The city, Tucker-Harris added, should be better stewards of taxpayers’ money, instead of using tricky accounting methods to plug budget holes. Continuing to invest in policing doesn’t work and hasn’t worked for decades because people are still dying, she said.
“But yet we continue to pour money into a system that doesn’t address why these kids are doing what they’re doing,” Tucker-Harris said. “The police don’t get to the root causes. They never can and never will.”
The police, Anderson said, take up a significant portion of the city’s departmental budget, about 46 percent, and the city’s growing retirement problems stem from an overreliance on the police. Police and firefighters, he added, make up 44% of the city’s active workforce, but account for 80% of the the cost of the city pension. And in this year’s budget, the city’s police department is receiving more than $280 million, Anderson said.
“The cost of policing doesn’t allow for investment in other services,” Anderson said, adding that defunding the police and using ARPA funds to invest in people is a way “to ‘avoid austerity budgets’.
ARPA funds, he said, could be used to address this city’s affordable housing deficit, provide down payment or rent assistance, youth jobs and activities, and infrastructure improvements. , including repairing potholes.
ARPA’s first round of funding allocated $26 million for lead paint reduction, $3 million for lead reduction workforce development, and $2 million dollars to improve the energy efficiency of houses being depolluted.
Richard Diaz from Lead Emergency Coalition, hope it happens for the second round. Diaz wants ARPA funds to be spent on more health awareness and commitment for testing children with elevated lead levels, building capacity and training business owners in color to perform lead reduction work and the elimination of “cost sharing” for service line replacement.

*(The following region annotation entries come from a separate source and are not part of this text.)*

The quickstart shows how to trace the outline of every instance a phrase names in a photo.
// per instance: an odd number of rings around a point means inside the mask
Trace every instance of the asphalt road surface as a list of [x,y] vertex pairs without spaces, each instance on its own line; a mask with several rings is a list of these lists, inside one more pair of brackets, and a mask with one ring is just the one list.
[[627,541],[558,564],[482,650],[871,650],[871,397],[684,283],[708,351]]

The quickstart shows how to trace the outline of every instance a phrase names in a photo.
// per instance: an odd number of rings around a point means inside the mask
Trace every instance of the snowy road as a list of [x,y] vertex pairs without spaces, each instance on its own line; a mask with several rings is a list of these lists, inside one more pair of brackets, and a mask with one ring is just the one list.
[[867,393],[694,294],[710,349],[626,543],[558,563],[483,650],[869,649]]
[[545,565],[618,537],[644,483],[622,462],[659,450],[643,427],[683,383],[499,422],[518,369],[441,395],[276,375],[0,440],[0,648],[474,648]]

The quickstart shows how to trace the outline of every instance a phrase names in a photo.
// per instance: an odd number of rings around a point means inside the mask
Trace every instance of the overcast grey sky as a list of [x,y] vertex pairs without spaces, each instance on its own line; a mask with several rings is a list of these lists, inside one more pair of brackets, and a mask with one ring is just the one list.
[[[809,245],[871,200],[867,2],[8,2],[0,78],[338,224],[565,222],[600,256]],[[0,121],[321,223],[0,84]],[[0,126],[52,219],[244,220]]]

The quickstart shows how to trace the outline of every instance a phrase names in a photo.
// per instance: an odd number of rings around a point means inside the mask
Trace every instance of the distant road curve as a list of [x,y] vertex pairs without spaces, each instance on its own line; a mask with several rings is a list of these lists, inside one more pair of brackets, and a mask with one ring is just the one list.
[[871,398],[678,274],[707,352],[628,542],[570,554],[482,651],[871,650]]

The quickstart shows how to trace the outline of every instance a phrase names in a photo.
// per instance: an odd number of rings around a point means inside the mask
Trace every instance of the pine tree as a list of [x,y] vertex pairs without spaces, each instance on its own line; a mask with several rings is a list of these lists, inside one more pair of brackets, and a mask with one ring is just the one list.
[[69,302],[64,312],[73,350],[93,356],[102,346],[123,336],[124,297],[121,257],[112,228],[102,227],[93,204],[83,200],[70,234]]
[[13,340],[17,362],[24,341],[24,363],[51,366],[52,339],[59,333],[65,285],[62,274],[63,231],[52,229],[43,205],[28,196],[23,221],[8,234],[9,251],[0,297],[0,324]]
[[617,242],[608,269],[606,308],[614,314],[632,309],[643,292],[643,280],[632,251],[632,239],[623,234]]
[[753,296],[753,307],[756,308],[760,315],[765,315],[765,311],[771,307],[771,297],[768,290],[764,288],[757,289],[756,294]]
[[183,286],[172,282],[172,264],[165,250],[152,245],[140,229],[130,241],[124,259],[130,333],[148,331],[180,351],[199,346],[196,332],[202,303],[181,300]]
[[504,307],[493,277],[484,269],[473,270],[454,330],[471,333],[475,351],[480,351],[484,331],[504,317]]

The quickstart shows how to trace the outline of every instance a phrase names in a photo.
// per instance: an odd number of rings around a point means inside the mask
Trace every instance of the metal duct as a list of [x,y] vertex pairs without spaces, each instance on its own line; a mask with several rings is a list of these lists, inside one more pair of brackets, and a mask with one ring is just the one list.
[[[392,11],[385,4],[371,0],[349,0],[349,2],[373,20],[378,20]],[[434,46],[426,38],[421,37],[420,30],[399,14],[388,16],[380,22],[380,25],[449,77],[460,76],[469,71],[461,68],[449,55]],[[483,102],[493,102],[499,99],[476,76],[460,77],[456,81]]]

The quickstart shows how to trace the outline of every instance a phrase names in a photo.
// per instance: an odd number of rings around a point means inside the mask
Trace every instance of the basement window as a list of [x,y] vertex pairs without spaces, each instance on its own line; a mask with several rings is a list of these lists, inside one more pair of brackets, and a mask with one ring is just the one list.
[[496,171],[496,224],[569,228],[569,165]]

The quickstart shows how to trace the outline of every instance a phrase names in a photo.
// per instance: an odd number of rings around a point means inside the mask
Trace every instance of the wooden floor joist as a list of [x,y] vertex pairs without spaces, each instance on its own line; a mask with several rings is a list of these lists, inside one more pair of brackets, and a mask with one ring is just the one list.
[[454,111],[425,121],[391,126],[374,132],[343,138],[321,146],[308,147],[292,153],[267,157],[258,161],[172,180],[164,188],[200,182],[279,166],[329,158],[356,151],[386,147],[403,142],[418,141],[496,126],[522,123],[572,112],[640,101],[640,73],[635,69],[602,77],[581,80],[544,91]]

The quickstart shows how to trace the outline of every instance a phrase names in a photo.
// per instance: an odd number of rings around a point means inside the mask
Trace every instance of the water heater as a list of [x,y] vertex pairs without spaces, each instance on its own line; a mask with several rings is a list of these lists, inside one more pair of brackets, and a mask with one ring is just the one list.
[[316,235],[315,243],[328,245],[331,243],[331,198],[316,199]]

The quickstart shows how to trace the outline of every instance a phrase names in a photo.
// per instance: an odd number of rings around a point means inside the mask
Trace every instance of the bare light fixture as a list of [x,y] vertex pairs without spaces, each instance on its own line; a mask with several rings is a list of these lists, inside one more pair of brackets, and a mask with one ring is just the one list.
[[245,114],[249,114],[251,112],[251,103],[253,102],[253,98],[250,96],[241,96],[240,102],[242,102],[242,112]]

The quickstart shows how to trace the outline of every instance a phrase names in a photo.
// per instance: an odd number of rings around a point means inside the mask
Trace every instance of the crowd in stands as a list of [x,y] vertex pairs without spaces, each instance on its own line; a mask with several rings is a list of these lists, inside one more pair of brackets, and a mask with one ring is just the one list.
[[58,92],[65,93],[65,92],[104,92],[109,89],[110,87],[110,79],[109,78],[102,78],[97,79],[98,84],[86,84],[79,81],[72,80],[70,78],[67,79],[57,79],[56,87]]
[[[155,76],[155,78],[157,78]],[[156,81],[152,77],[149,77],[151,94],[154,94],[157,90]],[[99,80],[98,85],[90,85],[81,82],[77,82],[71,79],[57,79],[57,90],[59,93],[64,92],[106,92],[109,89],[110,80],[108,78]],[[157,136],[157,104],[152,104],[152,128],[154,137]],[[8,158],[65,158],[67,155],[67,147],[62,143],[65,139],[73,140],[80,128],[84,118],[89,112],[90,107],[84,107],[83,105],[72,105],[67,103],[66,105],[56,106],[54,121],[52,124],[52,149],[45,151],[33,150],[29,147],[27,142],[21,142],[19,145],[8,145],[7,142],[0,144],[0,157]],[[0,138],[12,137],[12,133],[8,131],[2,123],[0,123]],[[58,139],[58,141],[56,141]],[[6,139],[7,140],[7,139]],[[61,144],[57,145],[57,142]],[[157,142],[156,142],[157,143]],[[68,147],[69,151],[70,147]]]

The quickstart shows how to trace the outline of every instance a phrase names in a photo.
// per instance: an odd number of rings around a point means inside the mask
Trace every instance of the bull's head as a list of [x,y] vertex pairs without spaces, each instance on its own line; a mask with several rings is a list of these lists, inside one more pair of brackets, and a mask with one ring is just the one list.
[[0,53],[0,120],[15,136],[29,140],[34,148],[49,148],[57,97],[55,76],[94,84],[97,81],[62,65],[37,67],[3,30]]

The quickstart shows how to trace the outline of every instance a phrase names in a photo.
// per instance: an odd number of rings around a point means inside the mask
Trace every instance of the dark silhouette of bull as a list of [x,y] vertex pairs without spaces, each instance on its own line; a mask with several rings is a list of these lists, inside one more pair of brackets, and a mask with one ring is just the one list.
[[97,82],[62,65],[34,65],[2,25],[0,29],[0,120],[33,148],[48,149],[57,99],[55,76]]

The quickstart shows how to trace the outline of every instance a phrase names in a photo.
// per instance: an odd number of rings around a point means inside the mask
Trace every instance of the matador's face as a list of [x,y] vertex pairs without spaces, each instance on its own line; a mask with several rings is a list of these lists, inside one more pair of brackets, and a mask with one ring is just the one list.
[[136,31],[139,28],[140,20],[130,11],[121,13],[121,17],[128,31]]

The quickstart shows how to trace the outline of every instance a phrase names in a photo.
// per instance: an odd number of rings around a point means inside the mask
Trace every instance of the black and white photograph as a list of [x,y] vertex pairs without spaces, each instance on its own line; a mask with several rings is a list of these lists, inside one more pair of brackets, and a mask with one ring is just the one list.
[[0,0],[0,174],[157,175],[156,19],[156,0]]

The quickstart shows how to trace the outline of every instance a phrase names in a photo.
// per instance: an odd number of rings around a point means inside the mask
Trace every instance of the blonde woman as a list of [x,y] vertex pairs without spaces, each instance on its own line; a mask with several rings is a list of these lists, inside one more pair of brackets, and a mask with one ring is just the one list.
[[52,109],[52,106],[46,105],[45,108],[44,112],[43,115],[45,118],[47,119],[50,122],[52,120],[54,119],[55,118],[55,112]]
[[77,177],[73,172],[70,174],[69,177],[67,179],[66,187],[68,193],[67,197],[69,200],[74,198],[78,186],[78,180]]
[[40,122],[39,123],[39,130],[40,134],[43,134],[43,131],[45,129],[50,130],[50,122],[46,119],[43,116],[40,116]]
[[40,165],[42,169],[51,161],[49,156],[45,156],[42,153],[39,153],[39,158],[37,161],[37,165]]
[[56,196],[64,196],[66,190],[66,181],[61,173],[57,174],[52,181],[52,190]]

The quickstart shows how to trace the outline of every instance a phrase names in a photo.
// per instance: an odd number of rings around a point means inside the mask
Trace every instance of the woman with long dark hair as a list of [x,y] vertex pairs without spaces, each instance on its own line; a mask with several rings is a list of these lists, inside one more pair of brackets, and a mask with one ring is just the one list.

Diaz said the cost of replacing lead lines is passed on to homeowners, who live in areas with the highest lead levels but are among the poorest.
“They shouldn’t have to pay a dime,” he said.
AART has been advocating for participatory budgeting since 2019 when it launched its LiberateMKE Campaign.
Anderson said his group will continue to target those council members. The group will organize education and awareness campaigns with residents to help lobby members of the common council. He said aldermen must hear from and be accountable to the people who elected them.
The group wants the city to allocate a portion of ARPA dollars to each Alderman’s District, which will have its own participatory budgeting process.
“We see the mayor responding downtown. He didn’t respond to that community in the same way,” Anderson said. “That’s why we interview neighborhood by neighborhood. We know neighborhood by neighborhood; district by district, there are different priorities on what they want to see funded.
La Risa Lynch is a community affairs reporter for the Milwaukee Journal Sentinel. Email him at [email protected].